Ever since the coverage scheme for Section 5, the preclearance section of the Voting Rights Act, was struck down by the U.S. Supreme Court in the 2013 case of Shelby County v. Holder, critics of that decision have sought to update the law with a new formula that might restore the protection of voting rights that preclearance afforded while satisfying the Court’s concerns. The most recent effort is embodied in a two-part coverage formula in the John Lewis Voting Rights Advancement Act, which was introduced in 2019 and only slightly amended in 2021 and 2023–24. This article argues that the Lewis Act amendments would be at once too broad and too narrow, and that they would likely fail to pass muster with the Supreme Court. The first part of the Act would cover too many jurisdictions that have never committed a voting rights violation.

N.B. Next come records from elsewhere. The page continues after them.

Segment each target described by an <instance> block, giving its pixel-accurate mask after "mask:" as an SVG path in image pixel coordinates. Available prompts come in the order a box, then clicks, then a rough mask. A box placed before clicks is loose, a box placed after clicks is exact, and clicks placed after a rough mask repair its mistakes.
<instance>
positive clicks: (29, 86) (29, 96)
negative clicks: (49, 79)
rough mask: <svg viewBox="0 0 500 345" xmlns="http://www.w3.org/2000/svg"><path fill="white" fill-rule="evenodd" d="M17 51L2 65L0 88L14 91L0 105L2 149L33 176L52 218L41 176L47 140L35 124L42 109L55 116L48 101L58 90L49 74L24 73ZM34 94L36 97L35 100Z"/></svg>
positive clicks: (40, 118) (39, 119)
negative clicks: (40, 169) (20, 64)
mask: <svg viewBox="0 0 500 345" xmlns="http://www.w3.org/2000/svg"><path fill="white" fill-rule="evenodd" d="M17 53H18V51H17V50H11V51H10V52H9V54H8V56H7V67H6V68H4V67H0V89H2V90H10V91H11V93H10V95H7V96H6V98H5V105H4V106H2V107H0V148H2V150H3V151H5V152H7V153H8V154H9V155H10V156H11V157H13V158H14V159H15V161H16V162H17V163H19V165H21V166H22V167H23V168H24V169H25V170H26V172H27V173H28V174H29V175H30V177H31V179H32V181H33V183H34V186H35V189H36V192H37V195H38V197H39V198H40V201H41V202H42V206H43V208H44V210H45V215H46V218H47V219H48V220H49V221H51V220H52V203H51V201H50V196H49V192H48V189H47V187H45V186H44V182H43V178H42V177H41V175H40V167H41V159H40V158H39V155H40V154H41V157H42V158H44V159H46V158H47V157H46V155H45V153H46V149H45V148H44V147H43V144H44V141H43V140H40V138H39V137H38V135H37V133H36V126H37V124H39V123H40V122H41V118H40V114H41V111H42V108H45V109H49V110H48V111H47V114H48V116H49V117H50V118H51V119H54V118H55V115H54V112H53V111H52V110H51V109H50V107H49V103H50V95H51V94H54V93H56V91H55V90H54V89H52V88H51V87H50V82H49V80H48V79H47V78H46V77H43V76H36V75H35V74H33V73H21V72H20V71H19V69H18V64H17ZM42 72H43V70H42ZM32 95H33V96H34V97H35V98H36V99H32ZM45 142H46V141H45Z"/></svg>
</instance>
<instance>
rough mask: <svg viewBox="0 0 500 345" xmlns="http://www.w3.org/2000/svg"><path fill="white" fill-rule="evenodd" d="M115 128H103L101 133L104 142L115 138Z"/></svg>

The second set of formulas, focusing on “known practices,” would fail to police many other current or future practices that might have discriminatory purposes or effects. Instead, I propose a much simpler formula that is firmly grounded in an examination of over 4000 voting rights cases, Section 5 objections, and settlements from 1957 through the present. A scheme based on the percentage of the citizen voting-age population of African Americans, Latinos, Asian Americans, or Native Americans in each county or state would capture 74% of the number of successful voting discrimination actions since 1957. If precisely tailored, it would do so while releasing from coverage 40% of the counties covered under the pre-Shelby County standard, unless they committed violations in the future. This simple formula, firmly grounded in the historical record, will simultaneously meet the demands of the Supreme Court and protect against a changing pattern of discriminatory laws in a demographically evolving America.